The EU’s chief Brexit negotiator, Michel Barnier, has defended the controversial Irish backstop as the best it could offer the UK in any Brexit deal.
Michel Barnier said the backstop – the insurance policy designed to prevent a hard border in Northern Ireland – represented the “maximum flexibility” the EU could offer a non-member state.
The Irish backstop has become the main sticking point in the Brexit negotiations, with some Brexiters concerned that it could keep Britain in the EU customs union for an indefinite amount of time and prevent it from striking its own trade deals.
Boris Johnson has repeatedly said it needs to be removed if the UK is to achieve an exit deal with the EU.

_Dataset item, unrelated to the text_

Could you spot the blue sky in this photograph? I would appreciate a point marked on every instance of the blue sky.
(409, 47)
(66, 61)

Writing in the Sunday Telegraph, Barnier said: “On the EU side, we had intense discussions with EU member states on the need to guarantee the integrity of the EU’s single market, while keeping that border fully open.
“In this sense, the backstop is the maximum amount of flexibility that the EU can offer to a non-member state.”
Barnier said he was “not optimistic” that a no-deal Brexit could be avoided, but added: “We should all continue to work with determination”.
“The EU is ready to explore all avenues that the Uk government may present that are compatible with the withdrawal agreement.
“The Prime Minister has said there will be no more extensions beyond the end of October. Therefore, the UK has now come to a moment of truth and it must decide if it leaves the EU with or without an agreement.”